For the first iteration, I used embedded software (llama.cpp and others) with an Electron wrapper, which means that you need to run the app and the AI on a single machine. Sometime after that, my setup changed and I wanted to be able to access the app from my laptop, so I threw together a single-page web app (accessible at https://app.buddygenai.com/).

As of more recently, my desire is to be able to install BuddyGenAI as a standalone server on my desktop and connect it to AI API(s) running on the same machine. Essentially, I want to use BGAI as my own self-hosted AI frontend.

The Problem(s)

There are a number of differences and issues between these to-be 3 "form factors" of the app.

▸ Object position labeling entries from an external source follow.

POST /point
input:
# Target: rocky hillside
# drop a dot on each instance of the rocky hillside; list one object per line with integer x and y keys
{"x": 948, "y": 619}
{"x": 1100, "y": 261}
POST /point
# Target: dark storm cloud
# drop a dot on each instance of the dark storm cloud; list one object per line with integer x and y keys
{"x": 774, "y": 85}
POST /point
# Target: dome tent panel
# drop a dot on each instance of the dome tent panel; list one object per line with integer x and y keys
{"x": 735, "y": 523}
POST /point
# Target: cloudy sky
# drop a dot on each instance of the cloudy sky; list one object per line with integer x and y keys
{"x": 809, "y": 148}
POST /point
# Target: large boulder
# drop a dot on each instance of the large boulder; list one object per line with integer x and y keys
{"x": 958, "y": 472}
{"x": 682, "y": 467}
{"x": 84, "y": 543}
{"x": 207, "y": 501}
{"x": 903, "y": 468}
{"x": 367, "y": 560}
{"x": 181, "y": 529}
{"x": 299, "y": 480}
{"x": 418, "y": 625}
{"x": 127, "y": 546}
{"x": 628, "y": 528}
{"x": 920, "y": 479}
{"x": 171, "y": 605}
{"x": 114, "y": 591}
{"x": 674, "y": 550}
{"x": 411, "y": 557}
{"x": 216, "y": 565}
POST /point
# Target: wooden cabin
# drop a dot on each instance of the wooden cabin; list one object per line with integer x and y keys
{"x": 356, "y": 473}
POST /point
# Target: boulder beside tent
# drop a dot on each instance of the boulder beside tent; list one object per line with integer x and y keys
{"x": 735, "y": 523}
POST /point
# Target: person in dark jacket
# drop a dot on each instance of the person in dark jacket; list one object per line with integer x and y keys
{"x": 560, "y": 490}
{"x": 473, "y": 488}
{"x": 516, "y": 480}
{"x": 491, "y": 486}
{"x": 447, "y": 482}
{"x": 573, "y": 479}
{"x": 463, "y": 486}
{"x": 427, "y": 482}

  • I think the use cases are different even.
    • Electron: Everything besides the models is self-contained. You'll use the app from (e.g.) your gaming PC and nowhere else.
    • SPA: You don't have a gaming or otherwise powerful PC or don't want to use it, so you just use the hosted web app and hook it up to a service or a local API.
    • Server (new/to-do): You have a powerful PC to run AI on, but you want to access the same instance from other machines (ideally on the same LAN).
  • We use different DBs for the different versions & access them differently.
    • Electron version uses an SQLite DB, with the schema is stored in /migrations/, and SQL statements are actually constructed on the client/renderer and sent along with parameters to the main process to run.
      • I did the SQL statements this way to keep as much logic as I could within /src/. Though I know that needs to be re-worked, it made converting to an SPA / using Dexie easier.
    • The SPA uses Dexie, with the schema found at /src/lib/db/schema.ts.
    • More info here - Database Info
  • Calling the AI / Running inference isn't the same.
    • SPA has to make HTTP calls to an API (ignoring projects using WASM/WebGPU).
    • Both Electron and Server versions could use APIs or local inference by calling binaries directly.
    • Separate but related note: This would be a QoL thing, but it would be nice to allow pointing the (Electron and Server) app to your own binaries, so that you can supply your own e.g. llama-server.
    • There are UI differences depending on how much we an control the AI that we're using.
      • KoboldCpp now has hot-swappable models via switching configs, so we can add support for that. Still, I think we'd want alternate components for different AI providers.
  • There's also much messiness around the AppSettings.ts file(s). It's meant to be an interface to access the DB-persisted settings that you can access via the UI.
    • At some point I noticed buggy behavior surrounding boolean and number values being cast unexpectedly when pulling from the DB. I wasn't able to pinpoint the issue and now there are several places with extra checks and conditional operations to guard against this. SQLite only supports storing booleans as 0 or 1, which I don't think helps the situation.
    • As mentioned in Database Info, I think I want to use Dexie for all the app's versions, which should fix these issues.
  • Finally, a point that I would explicitly mention is that overall, the app isn't well-designed to handle conditional features (e.g. if you don't hook up image generation, it still presents the option to generate a profile image when creating a Buddy). This would apply to using KoboldCpp with the SPA but also the Electron version since the user still needs to provide a model.

Future

Eventually I want to explore having the electron version be its own repo, just for the electron-specific parts.

I'm recently thinking of having a separate repo for the electron / tauri version, providing just the wrapper while using the main repo to pull in the app's code.